A week in Egypt with Michael Jackson, the pyramids and unrelenting beauty

Here's the scene: I'm riding into the Sahara Desert, inhaling a dry wind that has remained unchanged for thousands of years. I'm on my way to run my fingertips over the last remaining Wonder of the World — the hulking and hauntingly beautiful Pyramids of Giza, silhouetted against a sky so bright it's white. And I'm on the back of a camel named Michael Jackson.

Hold the phone. Let's talk about temporal confusion.

I came to Egypt expecting, as I suppose everyone does, a nation steeped in antiquity. It is, after all, the seat of one of the oldest advanced human civilizations. As any sixth grader worth his salt will tell you, it's where writing was invented, where nomadic wandering became an agricultural bureaucracy, and where architectural feats impressive even to those equipped with modern technology were completed with a flourish of human willpower. Beyond all that, I'm beginning to discover that Egypt is a nation whose 5,000-year-old recorded history has been — and continues to be — profoundly molded by outsiders. In the last 2000 years alone, this place has been run by Persians, Romans, Turkish Mamluks, Arabs, the French (briefly under Napoleon), the Ottomans, and the British. And now, even an independent Egypt (since 1952) depends, as the cornerstone of its economy, on the droves of tourists who enter its borders each year, cameras and guidebooks and Euros and dollars in tow.
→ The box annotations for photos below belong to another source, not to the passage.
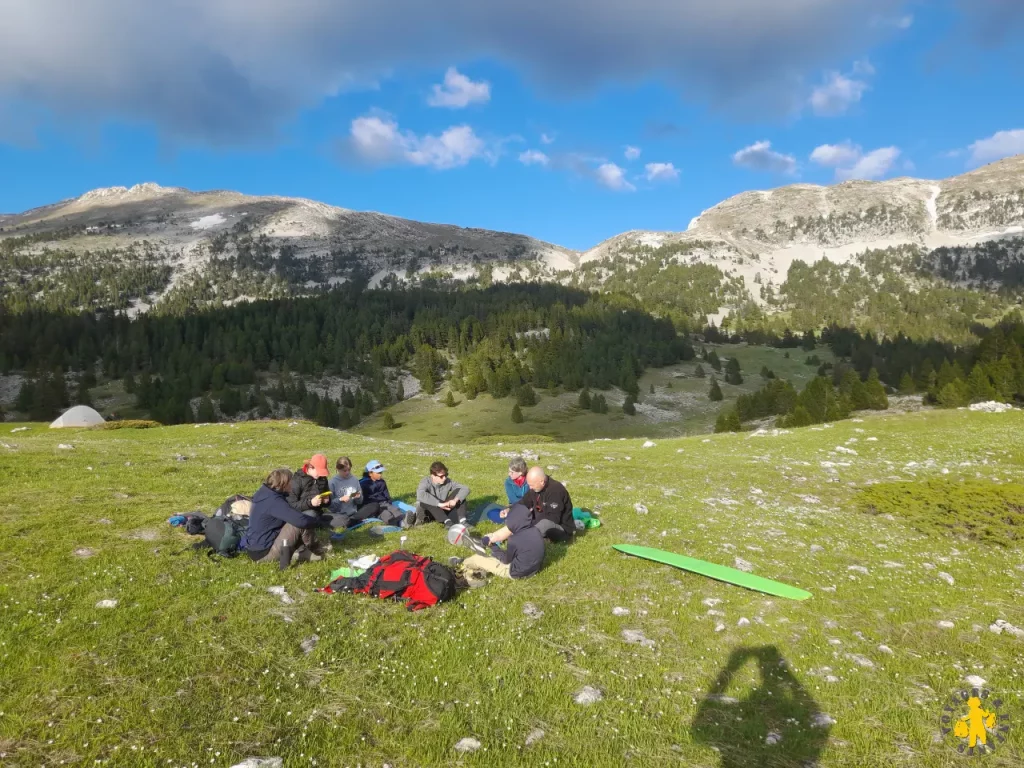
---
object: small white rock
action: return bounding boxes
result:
[455,736,481,754]
[572,685,604,706]
[988,618,1024,639]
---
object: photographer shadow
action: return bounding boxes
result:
[690,645,831,768]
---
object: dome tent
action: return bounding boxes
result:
[50,406,104,429]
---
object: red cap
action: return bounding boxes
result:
[309,454,328,477]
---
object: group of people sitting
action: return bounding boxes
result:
[243,454,577,579]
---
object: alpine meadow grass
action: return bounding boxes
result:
[0,409,1024,768]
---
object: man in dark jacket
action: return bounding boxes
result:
[288,454,331,517]
[462,503,544,579]
[520,467,575,542]
[243,469,327,570]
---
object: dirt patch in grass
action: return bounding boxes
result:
[857,479,1024,546]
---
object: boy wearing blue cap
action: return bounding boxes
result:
[355,459,412,528]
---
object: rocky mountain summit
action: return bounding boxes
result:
[0,156,1024,311]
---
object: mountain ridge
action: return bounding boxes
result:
[0,155,1024,316]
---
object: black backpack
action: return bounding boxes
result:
[200,516,249,557]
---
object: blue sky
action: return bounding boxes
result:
[0,0,1024,249]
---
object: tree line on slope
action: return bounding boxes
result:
[0,285,693,426]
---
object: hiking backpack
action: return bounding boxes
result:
[200,516,249,557]
[318,550,456,610]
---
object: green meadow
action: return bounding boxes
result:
[0,405,1024,768]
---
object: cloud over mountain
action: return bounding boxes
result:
[0,0,906,144]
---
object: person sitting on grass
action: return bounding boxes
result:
[462,503,544,579]
[489,467,575,543]
[356,459,413,528]
[500,456,529,520]
[328,456,362,528]
[416,462,469,527]
[288,454,331,517]
[243,469,328,570]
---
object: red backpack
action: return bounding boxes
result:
[319,550,456,610]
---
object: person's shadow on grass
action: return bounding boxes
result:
[690,645,830,768]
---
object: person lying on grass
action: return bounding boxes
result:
[488,467,575,542]
[243,469,328,570]
[356,459,413,528]
[416,462,469,527]
[500,456,529,520]
[328,456,370,528]
[288,454,331,517]
[462,503,544,579]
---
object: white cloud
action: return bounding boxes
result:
[427,67,490,110]
[811,71,870,116]
[811,141,901,181]
[644,163,679,181]
[836,146,900,181]
[0,0,917,144]
[732,141,797,173]
[594,163,636,191]
[811,141,863,168]
[519,150,551,165]
[349,115,495,170]
[967,128,1024,165]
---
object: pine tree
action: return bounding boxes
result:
[967,364,995,402]
[725,357,743,385]
[864,368,889,411]
[515,384,537,408]
[708,376,723,402]
[715,407,743,432]
[578,388,590,411]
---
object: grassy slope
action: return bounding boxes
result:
[0,412,1024,767]
[356,344,834,442]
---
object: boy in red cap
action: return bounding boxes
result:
[287,454,331,536]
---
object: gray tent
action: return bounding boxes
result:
[50,406,103,429]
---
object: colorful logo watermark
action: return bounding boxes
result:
[940,688,1010,756]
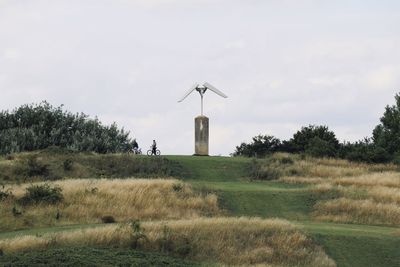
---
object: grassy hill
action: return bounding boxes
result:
[0,152,400,266]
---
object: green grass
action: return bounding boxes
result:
[0,153,400,267]
[166,156,250,182]
[0,247,200,267]
[0,223,105,239]
[191,181,316,220]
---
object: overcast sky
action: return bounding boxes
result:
[0,0,400,155]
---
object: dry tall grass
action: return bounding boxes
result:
[0,179,219,230]
[272,156,400,225]
[314,198,400,225]
[0,218,335,267]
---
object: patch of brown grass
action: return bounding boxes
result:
[314,198,400,225]
[0,179,219,230]
[0,218,335,267]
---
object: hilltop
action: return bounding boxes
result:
[0,152,400,266]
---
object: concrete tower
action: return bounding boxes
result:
[178,83,227,156]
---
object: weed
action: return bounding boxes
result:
[130,220,148,249]
[11,206,22,217]
[101,215,115,223]
[63,159,74,171]
[0,185,13,201]
[27,156,49,177]
[19,184,63,205]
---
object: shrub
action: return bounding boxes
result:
[6,154,15,160]
[63,159,73,171]
[19,184,63,205]
[129,220,148,249]
[101,215,115,223]
[11,206,22,217]
[233,135,281,157]
[27,155,49,177]
[0,185,12,201]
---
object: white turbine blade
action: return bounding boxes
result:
[204,83,228,98]
[178,83,199,103]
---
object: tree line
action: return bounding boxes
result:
[233,94,400,163]
[0,101,132,154]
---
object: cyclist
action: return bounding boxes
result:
[151,140,157,155]
[132,139,139,154]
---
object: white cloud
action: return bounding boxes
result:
[0,0,400,155]
[3,48,21,60]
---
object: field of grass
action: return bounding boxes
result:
[0,218,335,266]
[0,247,200,267]
[0,179,219,231]
[0,152,400,266]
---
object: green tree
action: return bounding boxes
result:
[233,134,281,157]
[0,101,132,154]
[372,94,400,156]
[289,125,339,157]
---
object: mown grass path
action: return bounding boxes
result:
[171,156,400,267]
[0,156,400,267]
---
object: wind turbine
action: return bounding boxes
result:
[178,82,228,116]
[178,82,228,156]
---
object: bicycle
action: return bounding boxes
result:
[147,146,161,156]
[128,148,142,155]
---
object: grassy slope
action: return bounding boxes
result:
[168,156,400,266]
[0,156,400,266]
[0,247,199,267]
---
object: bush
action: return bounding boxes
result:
[19,184,63,205]
[0,185,12,201]
[129,220,148,249]
[63,159,73,171]
[233,135,281,157]
[101,215,116,223]
[27,155,49,177]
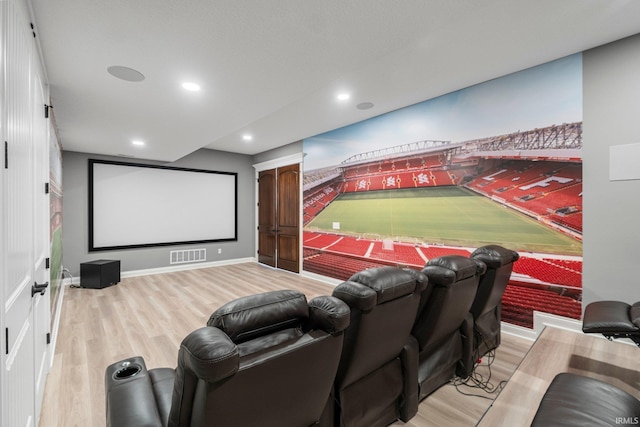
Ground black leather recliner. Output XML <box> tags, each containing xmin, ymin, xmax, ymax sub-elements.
<box><xmin>470</xmin><ymin>245</ymin><xmax>519</xmax><ymax>359</ymax></box>
<box><xmin>582</xmin><ymin>301</ymin><xmax>640</xmax><ymax>347</ymax></box>
<box><xmin>412</xmin><ymin>255</ymin><xmax>486</xmax><ymax>400</ymax></box>
<box><xmin>333</xmin><ymin>267</ymin><xmax>426</xmax><ymax>427</ymax></box>
<box><xmin>105</xmin><ymin>290</ymin><xmax>349</xmax><ymax>427</ymax></box>
<box><xmin>531</xmin><ymin>372</ymin><xmax>640</xmax><ymax>427</ymax></box>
And this is precisely where Michael Jackson, the Pyramids, and I come into play. We are an anachronistic triumvirate and a perfect analogy for Modern Egypt. Let me break it down:

Ignoring for a moment the sordid press surrounding the real MJ, my Michael Jackson is a gentle camel of unquestionable intent. He is a wall-eyed, splay-legged grump of a six-year-old camel, whose neck and front legs share the dimpled texture of a 1970-era sofa. His ancestors arrived on Egyptian soil in the 6th century B.C. along with Persian rule, and have since become requisite fixtures in the Egyptian landscape. My particular camel is, at risk of confusing my pop-icons, the McJagger of desert beasts; his mouth is unnervingly enormous and his teeth — great, mossy green Chiclets — protrude from his lower lips, lending him a perpetually bemused expression.With each step, he makes a gurgling purr, precisely like that of an automatic coffee maker that's run out of water, and his gait of choice is a kind of undulating saunter.This last bit is important because it requires that I perform a scissor-legged death grip upon his sides whilst bouncing free from the saddle every second step and landing with full force upon my tailbone. This clenched-leg whiplash maneuver is made slightly less pleasant by the fact that Michael's saddle — three blankets of misleadingly cheerful colors — has all the charm of a porcupine pelt and has chafed off a hoagie-sized portion of skin on both of my inner thighs. Upon dismounting Michael at the end of the day, I walk away from the stable with an affected bow-legged swagger, leaving my dignity to fend for itself, among the chortling stable hands. When I arrive home, the man who runs my hostel laughs gently suggesting that perhaps I have a case of Camel Rump. When I look horrified, he assures me that people have suffered similarly since Alexander. Indeed, misery does take a certain pleasure from imagining some Turkish sultan discreetly limping away from a day spent upon MJ's distant relative.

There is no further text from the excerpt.